Ce qui frappe encore c’est l’intrusion de jeunes femmes en tant que catégorie distincte au sein de la dynamique du phénomène de l’émigration clandestine et qui montre un côté fort et courageux dans cette aventure pour vaincre ces difficultés afin d’atteindre l’Europe. À cet égard, quatre des clandestines ont été interviewés à Alicante (Espagne) dont chaque cas est particulier par rapport à l’autre et sont comme suit : 1er : Wahiba, la divorcé. 2eme : Houaria, vieille célibataire. 3eme : Amina, la mère célibataire. 4eme : Samira, chômeuse.
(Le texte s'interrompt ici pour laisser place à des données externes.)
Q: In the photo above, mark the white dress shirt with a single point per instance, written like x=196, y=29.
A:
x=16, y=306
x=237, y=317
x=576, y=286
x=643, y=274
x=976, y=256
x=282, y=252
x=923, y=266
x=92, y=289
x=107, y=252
Leurs tranches d’âge varient entre 22 à 38 ans et leurs niveaux scolaires diffèrent entre primaire et universitaire. Elles habitent dans des zones urbaines dans leur pays d’origine et ont dû travailler avant leurs émigrations. Chaque actrice a tenté, à sa manière, de savoir dans quelle mesure peut-elle réaliser son projet de départ, et à exploiter toutes les possibilités qui s’offrent à elle dans son milieu social, ou à l’aide et le soutien d’autres membres. Pour cela, les clandestines sont contraintes à passer les mêmes étapes, tout comme les hommes. Dans ce sens, Arab chadia a constaté qu’actuellement, la situation a changé pour les femmes car elles ne sont plus cachées et oubliées, mais elles sont actrices de leur migration, elles prennent la décision de partir et suivre les mêmes stratégies que la migration masculine.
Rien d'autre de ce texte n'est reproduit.